Study on colorimetric sensing performance of covalent organic framework for highly selective and sensitive detection of Fe2+ and Fe3+ ions

Abstract

A covalent organic framework (TPDQ-COF) composed of 1,3,5-Triformylphloroglucinol (TFP) and 2,6-Diaminoanthraquinone (DAAQ) was prepared and characterized. TPDQ-COF has a regular pore structure and high thermal and chemical stability. UV-vis absorption spectra of TPDQ-COF suspension in DMF had a highly selective absorption enhancement response to Fe2+/Fe3+ ions accompanied by obvious color changes from colorless to yellow. The UV absorption intensity at 283 nm of the TPDQ-COF suspension showed good linear relationships with the concentrations of Fe2+ and Fe3+, with the detection limits of 6.91 × 10−7 M for Fe2+ and 7.14 × 10−7 M for Fe3+. The reversible absorption changes of TPDQ-COF upon the addition of EDTA indicated that the selective absorption response of TPDQ-COF was caused by the selective coordination of Fe2+ and Fe3+ ions to N and O atoms on TPDQ-COF, as well as the ligand to metal charge transfer (LMCT) effect within the TPDQ-COF framework.

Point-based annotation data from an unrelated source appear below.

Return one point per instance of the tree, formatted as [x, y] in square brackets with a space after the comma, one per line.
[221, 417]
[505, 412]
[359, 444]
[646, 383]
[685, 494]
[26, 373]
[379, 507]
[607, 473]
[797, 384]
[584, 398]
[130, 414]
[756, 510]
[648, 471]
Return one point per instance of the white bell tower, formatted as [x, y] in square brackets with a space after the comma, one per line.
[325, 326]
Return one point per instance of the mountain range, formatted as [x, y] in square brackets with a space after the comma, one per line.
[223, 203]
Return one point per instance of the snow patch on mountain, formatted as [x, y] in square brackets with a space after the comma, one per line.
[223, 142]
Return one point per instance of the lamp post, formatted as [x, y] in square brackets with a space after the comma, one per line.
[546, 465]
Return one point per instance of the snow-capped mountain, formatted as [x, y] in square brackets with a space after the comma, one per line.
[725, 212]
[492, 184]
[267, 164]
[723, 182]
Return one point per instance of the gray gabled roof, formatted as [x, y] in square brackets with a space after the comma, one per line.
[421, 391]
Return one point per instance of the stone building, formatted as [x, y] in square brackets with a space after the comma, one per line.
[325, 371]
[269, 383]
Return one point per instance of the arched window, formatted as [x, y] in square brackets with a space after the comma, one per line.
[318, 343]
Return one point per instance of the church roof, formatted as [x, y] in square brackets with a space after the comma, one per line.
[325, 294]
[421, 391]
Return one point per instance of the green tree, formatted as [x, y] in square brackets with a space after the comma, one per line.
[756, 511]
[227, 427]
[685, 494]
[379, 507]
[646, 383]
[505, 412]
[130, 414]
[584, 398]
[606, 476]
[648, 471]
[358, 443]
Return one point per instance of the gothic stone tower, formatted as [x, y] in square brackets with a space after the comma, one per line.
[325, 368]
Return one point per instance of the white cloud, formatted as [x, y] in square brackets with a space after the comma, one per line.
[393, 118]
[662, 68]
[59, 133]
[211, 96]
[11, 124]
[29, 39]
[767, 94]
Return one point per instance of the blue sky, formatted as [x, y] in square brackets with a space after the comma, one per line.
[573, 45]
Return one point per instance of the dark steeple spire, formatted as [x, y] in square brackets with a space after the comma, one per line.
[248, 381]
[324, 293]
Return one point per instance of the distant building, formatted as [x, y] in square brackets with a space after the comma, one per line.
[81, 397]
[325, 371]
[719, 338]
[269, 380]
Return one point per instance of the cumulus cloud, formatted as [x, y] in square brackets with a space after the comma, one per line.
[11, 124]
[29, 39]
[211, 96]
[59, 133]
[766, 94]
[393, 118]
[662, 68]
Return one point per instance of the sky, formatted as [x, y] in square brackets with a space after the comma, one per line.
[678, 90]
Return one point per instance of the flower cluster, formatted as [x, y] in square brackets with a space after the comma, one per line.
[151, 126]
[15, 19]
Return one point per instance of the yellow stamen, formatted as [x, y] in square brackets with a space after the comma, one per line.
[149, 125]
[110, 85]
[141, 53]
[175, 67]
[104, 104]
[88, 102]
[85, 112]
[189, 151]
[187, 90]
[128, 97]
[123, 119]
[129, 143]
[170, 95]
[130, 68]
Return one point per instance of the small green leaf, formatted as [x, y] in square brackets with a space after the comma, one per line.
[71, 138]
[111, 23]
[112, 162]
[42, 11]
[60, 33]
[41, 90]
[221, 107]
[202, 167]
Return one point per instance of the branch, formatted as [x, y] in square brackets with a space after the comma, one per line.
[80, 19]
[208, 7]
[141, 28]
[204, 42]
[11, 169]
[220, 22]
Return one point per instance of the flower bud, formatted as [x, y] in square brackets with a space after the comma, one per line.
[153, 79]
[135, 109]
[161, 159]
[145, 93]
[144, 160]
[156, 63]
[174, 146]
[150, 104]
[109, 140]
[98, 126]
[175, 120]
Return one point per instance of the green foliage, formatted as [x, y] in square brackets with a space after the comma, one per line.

The x-ray photoelectron spectroscopy (XPS) and further verified the coordination effect between N and O atoms on TPDQ-COF and iron ions. The good recovery of TPDQ-COF in the Fe2+ and Fe3+ tests confirmed its sensing ability for iron ions in practical water samples. This work explored covalent organic frameworks as the colorimetric sensor to recognize and detect specific metal ions in practical water samples.